SEC Plans an Experts' Meeting to Discuss High-Tech Trading

Reported by Chris Cumming

Regulators have devised a plan to address the Knight Capital fiasco: host a meeting of experts. The SEC announced yesterday that it will hold a roundtable discussion on improving the stability of high-tech trading next month.

The discussion is scheduled for Sept. 14, and it will bring together experts on designing and controlling the sort of high-tech trading systems whose failure cost Knight $440 million.

In the release, SEC chairman Mary Schapiro calls the roundtable an attempt to "keep pace with the rapid changes in market structure and technology over the last several years," adding that she looks forward to hearing a range of views on strengthening the system.

Company Press Release

SEC to Host Market Technology Roundtable

Washington, D.C., Aug. 8, 2012 — The Securities and Exchange Commission today announced that it will host a technology roundtable next month to discuss ways to promote stability in markets that rely on highly automated systems.
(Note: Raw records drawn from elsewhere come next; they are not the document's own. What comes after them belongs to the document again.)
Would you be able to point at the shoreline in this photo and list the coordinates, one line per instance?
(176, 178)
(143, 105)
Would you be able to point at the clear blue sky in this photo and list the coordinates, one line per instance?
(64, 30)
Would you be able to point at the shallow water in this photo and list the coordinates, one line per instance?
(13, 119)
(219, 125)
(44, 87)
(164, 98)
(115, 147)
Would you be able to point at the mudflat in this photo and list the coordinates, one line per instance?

The roundtable entitled “Technology and Trading: Promoting Stability in Today’s Markets” will take place on September 14 and convene experts on designing, operating, and controlling the systems that form the core of our market’s infrastructure.

Nearly all trading in the equity and options markets depends on the reliable performance of highly automated systems used by investors, broker-dealers, and exchanges and other trading systems.
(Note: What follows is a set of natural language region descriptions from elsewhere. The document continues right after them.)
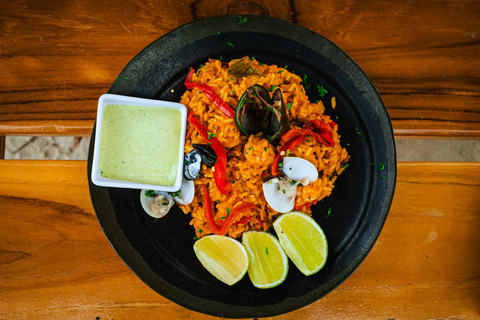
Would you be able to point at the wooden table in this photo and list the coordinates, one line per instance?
(58, 57)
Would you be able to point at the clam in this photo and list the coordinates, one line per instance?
(186, 193)
(192, 165)
(207, 154)
(300, 170)
(280, 193)
(258, 112)
(158, 205)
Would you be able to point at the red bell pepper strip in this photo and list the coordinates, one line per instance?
(211, 95)
(290, 146)
(208, 214)
(220, 167)
(323, 130)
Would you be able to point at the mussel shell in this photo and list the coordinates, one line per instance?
(258, 112)
(252, 115)
(206, 153)
(279, 126)
(192, 165)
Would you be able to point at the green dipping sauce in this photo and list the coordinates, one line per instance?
(140, 144)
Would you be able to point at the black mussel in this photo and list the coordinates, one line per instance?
(206, 153)
(258, 112)
(192, 165)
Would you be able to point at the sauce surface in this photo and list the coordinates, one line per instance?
(140, 144)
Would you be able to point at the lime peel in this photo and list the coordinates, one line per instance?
(303, 240)
(268, 263)
(212, 251)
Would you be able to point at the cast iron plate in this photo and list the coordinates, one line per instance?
(161, 252)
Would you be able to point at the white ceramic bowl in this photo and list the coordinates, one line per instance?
(112, 99)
“Reliance on technology has enabled the markets to achieve extraordinary levels of speed and efficiency,” said SEC Chairman Mary L. Schapiro. “But with technology comes a responsibility for getting it right, minimizing errors and protecting the interests of investors.”

Recent events have highlighted some of the risks of increasingly complex and interconnected trading systems, setting aside the larger public debate regarding high frequency trading. The roundtable discussions will be focused on the design and control of all types of automated market systems. When these systems do not work as intended, the failures can directly harm not only the operator of the system but in some cases a range of other innocent parties.

“The roundtable is part of the Commission’s ongoing effort to keep pace with the rapid changes in market structure and technology over the last several years,” said Chairman Schapiro. “I look forward to hearing the views of experienced technologists on how we can strengthen the stability of our market structure while still preserving the many benefits of electronic trading.”